My father was in a DP camp in Bari from 1945-1950. His name is Abram Belzycki (now Belz) and he was originally from Lodz and then Piotrkow. He was a tailor in the DP camp and from what we were told, had a very positive experience in Italy. In fact, we have many pictures of the time he spent there. Unfortunately, he is now suffering from some memory issues so it is difficult to get any information. I would love to know if anyone knew him there.

From Heni Stein, a 2g in Richmond, Virginia:

Seeking: Yoel Langbart: He posted information about the Szac family in 1957 so he may not be alive today. He was a neighbor to my father’s family in Bilgoraj, Poland. Does anyone out there know of this person?

From Hilda Slivka, a 2g in Avon, Connecticut:
I am looking for my great aunt’s family. Her name was Miriam Nadel (maiden name: Rosenwein) who moved to Kfar Hasidim near Haifa, Israel before the war. Our family was from Czentochowa, Poland.

From Jennifer Mittelman, a 3g in New York, New York:

We are planning a trip to Ukraine this summer to see where my grandparents were born. My grandmother, Frida Herskovitz’, nee’ Veig, was from the town of Apsche (or Nizne-Apsche?). Unfortunately she passed away a year and a half ago, and none of her siblings are still living, so we are in need of help from some other survivors or 2Gs who are familiar with this town.

I believe (but am not sure) it is now in Ukraine, but I don’t know. I know when my grandmother was born there it was part of Czechoslovakia, but later became part of Hungary during the war.

My grandmother’s parents were Sholom and Haya Veig; sisters were Blanka, Goldie, Berta, and one oldest one who already had her own family by wartime. Brothers were Mordechai and Eli.

From Suzanne Sondheimer, a 2g in West Bloomfield, Michigan:

My father, Moshe (Martin) Goldberg, and his brothers Oscar Goldberg and Kalman Goldberg, and his sister Kala Katz, lived in Radom, Poland before the war.

They survived the concentration camps and lived in Stuttgart for a few years after the war. Does anyone know if Stuttgart was a DP camp? Does anyone remember my father and his family?
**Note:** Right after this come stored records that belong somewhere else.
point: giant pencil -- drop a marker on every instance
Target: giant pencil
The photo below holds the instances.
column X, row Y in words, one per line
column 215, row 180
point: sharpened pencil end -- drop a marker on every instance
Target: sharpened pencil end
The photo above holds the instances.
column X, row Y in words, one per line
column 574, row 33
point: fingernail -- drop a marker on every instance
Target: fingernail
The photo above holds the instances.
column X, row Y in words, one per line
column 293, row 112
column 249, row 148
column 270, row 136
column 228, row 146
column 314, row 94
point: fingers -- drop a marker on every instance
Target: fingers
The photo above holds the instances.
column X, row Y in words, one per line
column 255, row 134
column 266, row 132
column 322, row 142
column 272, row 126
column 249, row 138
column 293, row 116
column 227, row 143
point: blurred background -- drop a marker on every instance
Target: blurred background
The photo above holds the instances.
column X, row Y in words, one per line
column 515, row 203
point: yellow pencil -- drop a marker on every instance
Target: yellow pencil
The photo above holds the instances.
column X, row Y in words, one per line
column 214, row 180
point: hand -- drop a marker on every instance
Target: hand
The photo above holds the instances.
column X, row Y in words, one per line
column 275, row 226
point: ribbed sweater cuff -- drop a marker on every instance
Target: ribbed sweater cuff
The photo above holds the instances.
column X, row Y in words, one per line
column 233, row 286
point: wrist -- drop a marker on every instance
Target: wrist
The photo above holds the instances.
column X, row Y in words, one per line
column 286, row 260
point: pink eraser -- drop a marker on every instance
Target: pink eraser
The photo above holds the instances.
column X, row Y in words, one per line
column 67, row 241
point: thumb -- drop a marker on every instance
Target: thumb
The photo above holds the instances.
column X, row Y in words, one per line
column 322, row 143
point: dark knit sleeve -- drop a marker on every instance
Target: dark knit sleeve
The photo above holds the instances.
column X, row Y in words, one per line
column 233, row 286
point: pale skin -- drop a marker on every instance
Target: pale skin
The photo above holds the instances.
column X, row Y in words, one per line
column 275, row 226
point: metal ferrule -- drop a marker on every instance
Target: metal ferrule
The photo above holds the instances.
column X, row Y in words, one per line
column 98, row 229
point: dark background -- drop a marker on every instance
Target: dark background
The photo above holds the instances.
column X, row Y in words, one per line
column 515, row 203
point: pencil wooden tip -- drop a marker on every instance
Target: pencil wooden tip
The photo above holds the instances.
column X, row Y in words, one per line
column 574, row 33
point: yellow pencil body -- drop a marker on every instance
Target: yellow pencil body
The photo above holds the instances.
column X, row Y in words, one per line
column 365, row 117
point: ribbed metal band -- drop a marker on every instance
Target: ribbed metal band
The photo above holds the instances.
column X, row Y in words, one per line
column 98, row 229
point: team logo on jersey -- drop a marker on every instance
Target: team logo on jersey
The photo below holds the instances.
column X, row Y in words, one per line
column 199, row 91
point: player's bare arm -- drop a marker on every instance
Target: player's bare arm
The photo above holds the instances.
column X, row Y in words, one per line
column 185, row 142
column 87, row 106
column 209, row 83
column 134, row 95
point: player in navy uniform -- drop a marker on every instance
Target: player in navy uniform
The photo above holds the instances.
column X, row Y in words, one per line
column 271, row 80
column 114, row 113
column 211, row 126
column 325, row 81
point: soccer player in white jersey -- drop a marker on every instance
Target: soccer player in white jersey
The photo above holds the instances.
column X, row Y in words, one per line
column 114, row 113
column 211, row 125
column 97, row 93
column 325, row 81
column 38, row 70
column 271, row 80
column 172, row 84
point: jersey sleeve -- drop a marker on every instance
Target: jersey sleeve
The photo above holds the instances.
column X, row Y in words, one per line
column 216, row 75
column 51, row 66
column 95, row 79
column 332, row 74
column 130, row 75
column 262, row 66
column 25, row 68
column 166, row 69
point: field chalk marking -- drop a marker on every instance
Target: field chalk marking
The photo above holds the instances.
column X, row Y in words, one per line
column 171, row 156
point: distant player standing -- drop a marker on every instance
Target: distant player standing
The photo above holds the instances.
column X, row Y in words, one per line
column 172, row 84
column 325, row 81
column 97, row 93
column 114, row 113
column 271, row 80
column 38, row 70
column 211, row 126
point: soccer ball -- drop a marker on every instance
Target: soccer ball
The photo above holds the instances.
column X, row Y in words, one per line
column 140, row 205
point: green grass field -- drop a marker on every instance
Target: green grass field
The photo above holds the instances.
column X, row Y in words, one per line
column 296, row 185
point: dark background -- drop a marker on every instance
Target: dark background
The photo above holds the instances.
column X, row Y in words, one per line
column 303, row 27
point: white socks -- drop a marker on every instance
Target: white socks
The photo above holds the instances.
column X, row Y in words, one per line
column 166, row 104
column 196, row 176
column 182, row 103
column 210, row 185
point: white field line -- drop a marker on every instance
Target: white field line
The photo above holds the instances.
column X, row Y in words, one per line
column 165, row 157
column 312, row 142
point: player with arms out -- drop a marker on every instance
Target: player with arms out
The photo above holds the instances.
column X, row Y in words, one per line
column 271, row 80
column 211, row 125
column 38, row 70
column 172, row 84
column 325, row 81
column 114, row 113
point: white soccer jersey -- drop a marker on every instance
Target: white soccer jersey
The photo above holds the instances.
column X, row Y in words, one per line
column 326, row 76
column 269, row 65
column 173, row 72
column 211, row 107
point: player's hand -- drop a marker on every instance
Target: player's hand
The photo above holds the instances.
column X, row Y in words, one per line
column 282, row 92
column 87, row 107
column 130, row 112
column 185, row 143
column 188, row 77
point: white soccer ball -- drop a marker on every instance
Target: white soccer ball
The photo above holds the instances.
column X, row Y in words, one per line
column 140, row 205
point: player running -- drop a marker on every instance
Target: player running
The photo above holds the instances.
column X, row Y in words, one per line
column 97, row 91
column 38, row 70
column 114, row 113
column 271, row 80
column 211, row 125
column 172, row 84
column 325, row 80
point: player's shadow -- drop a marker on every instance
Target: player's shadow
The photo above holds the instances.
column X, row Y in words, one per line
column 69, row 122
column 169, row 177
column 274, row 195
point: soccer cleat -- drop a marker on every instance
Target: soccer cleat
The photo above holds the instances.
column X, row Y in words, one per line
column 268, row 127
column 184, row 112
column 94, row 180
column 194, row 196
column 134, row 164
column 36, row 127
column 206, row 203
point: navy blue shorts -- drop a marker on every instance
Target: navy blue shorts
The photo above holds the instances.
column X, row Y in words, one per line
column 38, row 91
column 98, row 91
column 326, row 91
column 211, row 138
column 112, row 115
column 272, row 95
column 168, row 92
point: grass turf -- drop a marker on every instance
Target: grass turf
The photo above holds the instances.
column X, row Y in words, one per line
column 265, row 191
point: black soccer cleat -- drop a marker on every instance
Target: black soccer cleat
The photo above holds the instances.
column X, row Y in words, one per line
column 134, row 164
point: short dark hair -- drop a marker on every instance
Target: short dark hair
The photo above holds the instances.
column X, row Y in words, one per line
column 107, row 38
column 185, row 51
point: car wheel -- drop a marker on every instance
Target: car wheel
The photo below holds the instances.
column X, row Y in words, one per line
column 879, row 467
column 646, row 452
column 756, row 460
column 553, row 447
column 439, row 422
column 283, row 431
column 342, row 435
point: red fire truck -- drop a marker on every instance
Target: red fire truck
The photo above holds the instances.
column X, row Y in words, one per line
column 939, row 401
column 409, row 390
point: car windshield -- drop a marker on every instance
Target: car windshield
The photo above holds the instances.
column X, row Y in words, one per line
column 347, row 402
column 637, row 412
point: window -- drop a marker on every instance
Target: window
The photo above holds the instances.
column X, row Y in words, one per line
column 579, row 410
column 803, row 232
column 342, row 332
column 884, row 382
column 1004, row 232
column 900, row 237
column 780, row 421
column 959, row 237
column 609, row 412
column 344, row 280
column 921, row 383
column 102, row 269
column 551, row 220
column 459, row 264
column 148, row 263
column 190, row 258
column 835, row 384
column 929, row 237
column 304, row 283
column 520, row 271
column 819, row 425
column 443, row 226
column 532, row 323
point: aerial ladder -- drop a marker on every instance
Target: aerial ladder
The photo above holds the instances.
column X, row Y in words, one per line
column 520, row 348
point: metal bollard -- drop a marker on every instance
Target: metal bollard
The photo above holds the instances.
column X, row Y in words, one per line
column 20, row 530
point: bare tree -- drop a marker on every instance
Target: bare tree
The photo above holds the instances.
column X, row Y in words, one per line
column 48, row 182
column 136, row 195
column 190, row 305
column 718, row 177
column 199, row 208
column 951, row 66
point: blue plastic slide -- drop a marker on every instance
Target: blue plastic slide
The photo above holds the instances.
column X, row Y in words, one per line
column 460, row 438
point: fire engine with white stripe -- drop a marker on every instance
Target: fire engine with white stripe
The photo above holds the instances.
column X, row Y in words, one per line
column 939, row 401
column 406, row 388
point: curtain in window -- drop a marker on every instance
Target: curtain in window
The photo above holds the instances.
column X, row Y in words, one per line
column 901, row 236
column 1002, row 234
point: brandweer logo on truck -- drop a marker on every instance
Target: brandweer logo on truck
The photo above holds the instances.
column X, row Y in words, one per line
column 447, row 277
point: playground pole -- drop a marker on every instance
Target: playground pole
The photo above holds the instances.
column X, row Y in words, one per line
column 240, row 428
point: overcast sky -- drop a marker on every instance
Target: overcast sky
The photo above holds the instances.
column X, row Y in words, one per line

From Heni Stein, a 2g in Richmond, Virginia:
Was anyone on the Af-Al-Pi-Chen when it was caught by the British Fleet and forced to go to Cyprus? Does anyone know where all the documents taken from the people who tried to make it to Eretz Israel on the Af-Al-Pi-Chen were taken? The ship instead was boarded by the British and brought to Cyprus DP Camp. Do these documents still exist somewhere today? I have tried in vain to find them. My father had an important letter along with all his documents taken that day.

From Michelle Katz, a 2g in Freehold, New Jersey:

My father, Abram Belzycki (now Belz) was in a DP camp in Bari, Italy from 1945-1950. He was originally from Lodz and then Piotrkow.

He was a tailor in the DP camp and from what we were told, had a very positive experience in Italy. In fact, we have many pictures of the time he spent there.

Unfortunately, he is now suffering from some memory issues so it is difficult to get any information. I would love to know if anyone knew him there.